Vale lembrar, como se viu no primeiro artigo[2]: contratos ou estatutos sociais bem elaborados, acompanhados de acordos de sócios disciplinando a metodologia do valuation da sociedade e o respectivo pagamento ao sócio descontente, certamente evitam conflitos e longuíssimas demandas judiciais ou arbitrais. O motivo é simples: o direito brasileiro cada vez mais respeita o acordado entre as partes.

Porém, se não há pacto sobre a metodologia da apuração de haveres e sobre o prazo de seu pagamento, a regra legal determina a elaboração do famigerado “balanço de determinação” com o pagamento pela sociedade em noventa dias[3] do evento[4] ao sócio retirante.

E aí começa o problema! Quem sai da sociedade sempre acha que ela vale milhões; e quem fica, sempre acha que não vale nada, não obstante o inerente paradoxo de, se não vale nada, qual é o motivo de estar ficando com ela.

Atualmente, o Superior Tribunal de Justiça[5] adota a tese de que os haveres devem ser calculados com base no valor patrimonial da sociedade, se não houver disposição contratual (critério legal versus critério contratual), simulando uma “dissolução total” da sociedade, mas considerado o valor justo dos ativos[6]. Isto é, os bens tangíveis e intangíveis (marca, patentes, fundo de comércio etc.) devem entrar na simulação do encerramento da sociedade para apurar o valor dos haveres[7].

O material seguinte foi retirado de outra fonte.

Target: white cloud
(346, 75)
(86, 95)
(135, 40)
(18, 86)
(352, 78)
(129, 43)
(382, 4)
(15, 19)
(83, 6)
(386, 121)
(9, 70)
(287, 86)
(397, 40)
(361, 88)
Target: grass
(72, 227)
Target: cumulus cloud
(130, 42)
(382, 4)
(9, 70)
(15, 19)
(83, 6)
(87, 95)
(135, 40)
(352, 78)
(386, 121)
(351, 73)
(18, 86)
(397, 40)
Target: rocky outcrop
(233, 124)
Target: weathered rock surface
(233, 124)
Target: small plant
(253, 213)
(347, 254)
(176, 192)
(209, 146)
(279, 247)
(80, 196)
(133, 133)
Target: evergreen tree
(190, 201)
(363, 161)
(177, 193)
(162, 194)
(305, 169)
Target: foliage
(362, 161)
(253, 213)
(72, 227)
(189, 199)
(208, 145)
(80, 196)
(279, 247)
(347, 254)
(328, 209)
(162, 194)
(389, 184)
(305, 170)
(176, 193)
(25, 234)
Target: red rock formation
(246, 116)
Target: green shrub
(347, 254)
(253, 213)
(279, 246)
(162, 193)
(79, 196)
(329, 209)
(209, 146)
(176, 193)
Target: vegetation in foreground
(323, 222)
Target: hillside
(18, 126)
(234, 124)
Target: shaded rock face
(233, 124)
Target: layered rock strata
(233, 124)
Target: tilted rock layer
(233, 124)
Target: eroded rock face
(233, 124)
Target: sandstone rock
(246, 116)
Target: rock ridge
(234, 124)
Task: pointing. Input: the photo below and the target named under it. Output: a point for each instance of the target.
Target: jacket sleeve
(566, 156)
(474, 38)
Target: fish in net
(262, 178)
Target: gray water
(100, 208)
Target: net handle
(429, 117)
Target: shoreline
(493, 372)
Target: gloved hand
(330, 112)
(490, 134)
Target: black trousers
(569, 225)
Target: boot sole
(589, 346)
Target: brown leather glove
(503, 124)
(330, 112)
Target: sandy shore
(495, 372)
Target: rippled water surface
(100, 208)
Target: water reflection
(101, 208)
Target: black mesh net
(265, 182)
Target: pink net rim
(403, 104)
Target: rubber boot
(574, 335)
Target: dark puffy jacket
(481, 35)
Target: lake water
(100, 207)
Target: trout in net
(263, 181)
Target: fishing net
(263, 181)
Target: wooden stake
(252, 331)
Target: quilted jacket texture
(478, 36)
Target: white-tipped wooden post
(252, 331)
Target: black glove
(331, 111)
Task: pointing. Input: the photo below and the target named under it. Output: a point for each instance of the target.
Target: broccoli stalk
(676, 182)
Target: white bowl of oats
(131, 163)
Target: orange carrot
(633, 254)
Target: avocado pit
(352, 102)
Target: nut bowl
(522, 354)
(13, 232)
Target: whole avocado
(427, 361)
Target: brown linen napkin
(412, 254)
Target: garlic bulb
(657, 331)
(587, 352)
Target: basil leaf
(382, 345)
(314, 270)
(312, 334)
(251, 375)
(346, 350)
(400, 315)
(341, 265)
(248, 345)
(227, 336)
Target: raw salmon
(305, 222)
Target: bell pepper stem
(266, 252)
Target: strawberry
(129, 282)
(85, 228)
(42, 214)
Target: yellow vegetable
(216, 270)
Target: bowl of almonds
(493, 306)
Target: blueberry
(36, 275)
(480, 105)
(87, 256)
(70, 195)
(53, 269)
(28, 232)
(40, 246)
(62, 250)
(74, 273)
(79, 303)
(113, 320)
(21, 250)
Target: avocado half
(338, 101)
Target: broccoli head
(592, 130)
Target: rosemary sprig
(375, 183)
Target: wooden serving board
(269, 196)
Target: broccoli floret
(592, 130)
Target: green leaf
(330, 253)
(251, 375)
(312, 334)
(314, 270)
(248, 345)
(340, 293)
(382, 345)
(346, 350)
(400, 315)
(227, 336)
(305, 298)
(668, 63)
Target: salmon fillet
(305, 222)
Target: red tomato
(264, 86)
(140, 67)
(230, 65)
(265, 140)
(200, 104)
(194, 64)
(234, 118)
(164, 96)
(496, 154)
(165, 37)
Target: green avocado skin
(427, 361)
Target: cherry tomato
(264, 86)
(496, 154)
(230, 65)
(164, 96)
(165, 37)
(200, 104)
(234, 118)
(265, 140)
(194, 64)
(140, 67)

A mesma corte assevera que o chamado valor econômico da sociedade, calculado com base na metodologia do fluxo de caixa descontado a valor presente, não deve ser considerado, pois pode ensejar: (i) desestímulo ao cumprimento dos deveres dos sócios minoritários; (ii) incentivo ao exercício do direito de retirada, em prejuízo da estabilidade das empresas, e (iii) enriquecimento indevido do sócio desligado em detrimento daqueles que permanecem na sociedade (vide nota de rodapé 6).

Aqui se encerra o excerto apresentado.